In fact, Europe is thus relocating the surveillance of its borders and subcontracting asylum applications directly to Africa, even if this means entrusting this task to states with little regard for respect for human rights. Critics of this agreement point out in particular that the security forces responsible for monitoring the border between Sudan and Libya against migrant incursions, which are indirectly funded by the EU, are mainly composed of former Janjaweed militias responsible for atrocities in Darfur.

While Switzerland initially denied active participation in the Khartoum process, it acknowledged in early 2017 that it had joined the process, with voting and decision-making rights, in December 2016.

Forced returns facilitated by close cooperation with Sudan

In addition to this agreement on the management of migration flows between the European Union and Sudan, the EU Member States also maintain close relations with Sudan with regard to the identification and return of Sudanese migrants and asylum seekers.

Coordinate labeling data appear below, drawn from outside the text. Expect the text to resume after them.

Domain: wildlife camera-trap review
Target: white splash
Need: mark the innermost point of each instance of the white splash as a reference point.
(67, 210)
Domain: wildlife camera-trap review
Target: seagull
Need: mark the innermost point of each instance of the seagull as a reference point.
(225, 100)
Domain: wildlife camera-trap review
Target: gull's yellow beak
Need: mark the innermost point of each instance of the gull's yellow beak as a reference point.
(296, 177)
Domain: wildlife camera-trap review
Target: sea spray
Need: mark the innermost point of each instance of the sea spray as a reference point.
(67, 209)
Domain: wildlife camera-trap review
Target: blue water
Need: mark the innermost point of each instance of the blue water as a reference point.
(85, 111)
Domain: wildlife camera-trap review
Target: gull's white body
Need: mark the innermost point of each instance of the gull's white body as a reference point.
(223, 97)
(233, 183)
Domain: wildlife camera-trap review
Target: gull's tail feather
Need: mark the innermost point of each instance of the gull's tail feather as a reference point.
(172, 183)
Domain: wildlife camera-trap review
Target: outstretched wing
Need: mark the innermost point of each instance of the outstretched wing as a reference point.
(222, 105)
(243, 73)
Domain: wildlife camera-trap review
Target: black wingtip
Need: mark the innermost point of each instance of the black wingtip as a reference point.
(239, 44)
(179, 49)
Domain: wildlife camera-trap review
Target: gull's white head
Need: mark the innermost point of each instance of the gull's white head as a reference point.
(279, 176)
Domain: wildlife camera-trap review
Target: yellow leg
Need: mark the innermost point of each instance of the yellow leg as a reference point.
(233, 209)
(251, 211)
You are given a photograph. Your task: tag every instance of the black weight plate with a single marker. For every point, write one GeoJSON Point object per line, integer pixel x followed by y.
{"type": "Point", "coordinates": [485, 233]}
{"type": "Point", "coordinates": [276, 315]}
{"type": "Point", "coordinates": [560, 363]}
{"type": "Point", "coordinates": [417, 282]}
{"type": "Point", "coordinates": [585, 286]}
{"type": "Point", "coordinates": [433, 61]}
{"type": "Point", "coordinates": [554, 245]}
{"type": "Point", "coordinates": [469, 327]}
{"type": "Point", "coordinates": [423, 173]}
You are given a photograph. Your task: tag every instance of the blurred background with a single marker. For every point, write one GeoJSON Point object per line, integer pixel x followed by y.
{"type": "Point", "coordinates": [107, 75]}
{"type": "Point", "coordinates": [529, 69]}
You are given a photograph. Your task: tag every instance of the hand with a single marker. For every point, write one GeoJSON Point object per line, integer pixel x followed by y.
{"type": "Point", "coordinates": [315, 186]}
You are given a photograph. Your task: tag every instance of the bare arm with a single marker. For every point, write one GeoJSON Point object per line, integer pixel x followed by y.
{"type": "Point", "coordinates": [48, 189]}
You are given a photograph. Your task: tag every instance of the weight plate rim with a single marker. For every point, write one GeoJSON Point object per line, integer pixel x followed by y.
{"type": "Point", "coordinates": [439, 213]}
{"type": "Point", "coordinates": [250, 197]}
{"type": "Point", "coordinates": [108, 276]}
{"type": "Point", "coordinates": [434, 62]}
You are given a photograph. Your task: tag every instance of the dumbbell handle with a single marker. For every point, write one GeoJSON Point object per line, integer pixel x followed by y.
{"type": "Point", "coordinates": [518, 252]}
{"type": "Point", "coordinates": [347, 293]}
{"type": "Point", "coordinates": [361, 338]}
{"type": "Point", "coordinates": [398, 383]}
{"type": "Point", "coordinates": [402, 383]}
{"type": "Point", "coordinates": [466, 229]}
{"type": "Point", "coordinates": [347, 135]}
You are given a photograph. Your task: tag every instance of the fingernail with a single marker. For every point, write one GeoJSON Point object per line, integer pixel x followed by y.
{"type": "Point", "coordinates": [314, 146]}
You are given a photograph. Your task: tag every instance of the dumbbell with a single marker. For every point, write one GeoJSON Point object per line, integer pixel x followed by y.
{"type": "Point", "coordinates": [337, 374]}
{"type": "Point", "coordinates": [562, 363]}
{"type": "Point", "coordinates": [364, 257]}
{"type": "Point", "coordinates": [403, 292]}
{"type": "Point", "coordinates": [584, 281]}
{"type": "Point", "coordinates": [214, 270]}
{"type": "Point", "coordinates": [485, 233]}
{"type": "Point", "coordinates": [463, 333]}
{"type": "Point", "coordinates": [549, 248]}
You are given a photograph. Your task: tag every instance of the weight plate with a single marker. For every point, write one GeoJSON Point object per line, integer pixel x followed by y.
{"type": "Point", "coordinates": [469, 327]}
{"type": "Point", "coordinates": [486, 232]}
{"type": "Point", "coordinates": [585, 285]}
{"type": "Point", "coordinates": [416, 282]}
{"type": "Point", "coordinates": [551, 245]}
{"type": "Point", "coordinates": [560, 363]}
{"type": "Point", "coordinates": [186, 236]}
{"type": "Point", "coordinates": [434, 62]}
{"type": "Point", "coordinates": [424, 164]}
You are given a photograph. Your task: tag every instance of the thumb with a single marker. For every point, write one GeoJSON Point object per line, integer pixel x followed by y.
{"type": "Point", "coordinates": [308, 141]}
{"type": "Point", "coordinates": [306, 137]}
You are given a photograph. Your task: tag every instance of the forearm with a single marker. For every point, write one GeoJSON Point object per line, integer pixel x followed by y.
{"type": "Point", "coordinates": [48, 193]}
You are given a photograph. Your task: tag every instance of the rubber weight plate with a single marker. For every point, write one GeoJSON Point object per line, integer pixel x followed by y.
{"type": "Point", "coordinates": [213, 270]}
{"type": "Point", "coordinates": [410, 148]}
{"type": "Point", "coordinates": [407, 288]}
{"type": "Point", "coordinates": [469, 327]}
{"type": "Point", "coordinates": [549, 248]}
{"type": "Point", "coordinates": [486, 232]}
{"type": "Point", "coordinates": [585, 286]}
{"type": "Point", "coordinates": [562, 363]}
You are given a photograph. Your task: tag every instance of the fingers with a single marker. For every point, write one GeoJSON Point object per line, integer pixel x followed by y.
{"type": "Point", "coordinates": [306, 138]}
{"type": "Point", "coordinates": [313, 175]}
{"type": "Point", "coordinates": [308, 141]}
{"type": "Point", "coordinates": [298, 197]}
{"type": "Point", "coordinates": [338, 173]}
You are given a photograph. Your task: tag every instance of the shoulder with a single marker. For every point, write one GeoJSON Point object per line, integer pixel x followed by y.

In September 2017, a controversy erupted in Belgium when the government had to explain the arrival of Sudanese officials to identify Sudanese migrants with a view to their return to Sudan. According to information quoted by the Belgian Green Party, at least 6 of them were tortured on their return. Amnesty International severely criticised the deportations, arguing that Belgium had violated its international obligations regarding non-refoulement of persons.

France has also acknowledged that it has collaborated on several occasions with the Khartoum regime since 2014 to facilitate the return of more than 200 Sudanese, some of whom claimed to be victims of the regime’s oppression. Last April, the New York Times reported that in the last 18 months more than 50 asylum seekers had been deported to Sudan from countries such as Italy, France and Belgium. Of the seven NYT interrogators, four reported being tortured upon their return.

In view of the reality of the threats faced by persons returned to Sudan, European countries must put an immediate end to forced returns. They must also ask themselves how far they are prepared to go to normalize their relationship with Sudan.